Din için Takva, Devlet için Hukuk
Din için takva, devlet için hukuk
Dini öğretinin varlığını koruması olası istismarlardan korunması için din, takva zırhıyla korunmalıdır. “Takva; inançın ilkelerine karşı şüphe uyandıran eylem ve amellerden kaçınmaktır. “
Devlet için de hukuk, aynı dindeki takva örneğinde olduğu gibi eşit yurttaşlık ilkesine paralel hukukun ayrıcalıksız uygulanabilir olmasında saklıdır.

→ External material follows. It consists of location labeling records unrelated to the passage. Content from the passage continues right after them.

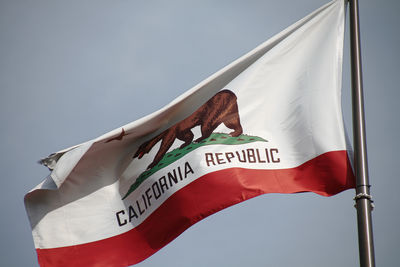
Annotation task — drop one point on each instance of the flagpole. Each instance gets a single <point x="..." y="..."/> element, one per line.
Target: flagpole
<point x="363" y="197"/>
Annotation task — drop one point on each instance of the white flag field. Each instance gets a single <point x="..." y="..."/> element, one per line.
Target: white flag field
<point x="270" y="122"/>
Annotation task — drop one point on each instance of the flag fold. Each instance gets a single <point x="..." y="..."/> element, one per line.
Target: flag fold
<point x="270" y="122"/>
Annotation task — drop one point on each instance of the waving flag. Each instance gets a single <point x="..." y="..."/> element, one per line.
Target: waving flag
<point x="270" y="122"/>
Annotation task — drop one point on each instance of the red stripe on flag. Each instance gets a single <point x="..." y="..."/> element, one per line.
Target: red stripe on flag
<point x="326" y="175"/>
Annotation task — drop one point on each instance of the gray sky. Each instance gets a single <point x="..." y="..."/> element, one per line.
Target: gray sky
<point x="73" y="70"/>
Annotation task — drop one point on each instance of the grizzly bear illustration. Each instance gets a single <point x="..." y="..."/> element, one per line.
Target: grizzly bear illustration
<point x="221" y="108"/>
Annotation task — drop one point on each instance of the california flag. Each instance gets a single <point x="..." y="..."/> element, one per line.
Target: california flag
<point x="270" y="122"/>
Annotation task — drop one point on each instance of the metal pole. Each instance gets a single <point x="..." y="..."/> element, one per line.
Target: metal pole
<point x="362" y="198"/>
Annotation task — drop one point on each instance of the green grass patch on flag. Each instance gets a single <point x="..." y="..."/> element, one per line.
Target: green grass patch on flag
<point x="174" y="155"/>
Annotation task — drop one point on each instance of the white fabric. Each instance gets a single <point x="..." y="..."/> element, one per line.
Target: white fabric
<point x="288" y="92"/>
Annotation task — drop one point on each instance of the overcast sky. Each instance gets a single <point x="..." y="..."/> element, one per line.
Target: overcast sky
<point x="73" y="70"/>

Hukuk, devletin temel kaidesi dayanağıdır ancak uygulanabilir olduğu sürece.
Din, nasıl kendi içinde evrensel bir öğreti barındırıyor ise hukuk da kendi özünde uygulanabilir evrensellik barındırmalıdır.
Devlet için hukuk, kamu yararlılığı yanlı ayrılacıksız hiç kimse için iltimas geçilmeksizin uygulanmalı ve millette de bu yönlü kararlı inanç oluşturulmalıdır.

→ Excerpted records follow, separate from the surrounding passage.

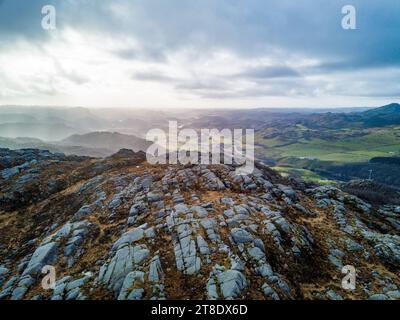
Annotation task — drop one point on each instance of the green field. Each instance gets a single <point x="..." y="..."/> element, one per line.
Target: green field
<point x="377" y="143"/>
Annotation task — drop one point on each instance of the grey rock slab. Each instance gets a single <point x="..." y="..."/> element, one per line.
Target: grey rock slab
<point x="129" y="237"/>
<point x="44" y="255"/>
<point x="241" y="236"/>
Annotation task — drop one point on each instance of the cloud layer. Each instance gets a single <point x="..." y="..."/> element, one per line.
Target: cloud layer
<point x="199" y="53"/>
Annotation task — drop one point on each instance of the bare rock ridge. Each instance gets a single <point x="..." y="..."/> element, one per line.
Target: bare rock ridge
<point x="120" y="228"/>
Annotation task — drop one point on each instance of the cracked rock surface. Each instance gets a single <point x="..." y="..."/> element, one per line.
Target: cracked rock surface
<point x="119" y="228"/>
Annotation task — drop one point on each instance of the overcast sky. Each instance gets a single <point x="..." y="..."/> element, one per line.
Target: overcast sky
<point x="200" y="53"/>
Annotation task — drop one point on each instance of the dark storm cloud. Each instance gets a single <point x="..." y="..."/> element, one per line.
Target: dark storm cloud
<point x="251" y="29"/>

Bu durum devleti oluşturan kurum ve yöneticilerin de millete karışı “ yönetmek anlamında “ elini güçlendireceği gibi, toplumun millet olma harcını da güçlendirecektir.
EVRENSEL İÇERİKLİ POLİTİKALAR
Neden zorlanıyor, neye karşı kendimizi savunmak, ifade etmek ve anlatmakta güçlük çekiyoruz ?
Kimi zaman iç politika da çoğu zaman da dış politika da ürettiğimiz politikaların karşılık görmediğine hatta çoğu zaman çatışma ve tartışmalara kapı araladığına tanık oluyoruz.
Neden ?
Çünkü ürettiğimiz hukuk ve adalet algısı buna bağlı yönetsel amaçlı yaptığımız Anayasa her ne kadar iç politik yararlılıkları karşılamış olsa da dış dünya İle ve özellikle içerisinde bulunduğumuz AB kriterleriyle uyum sağlayamamakta.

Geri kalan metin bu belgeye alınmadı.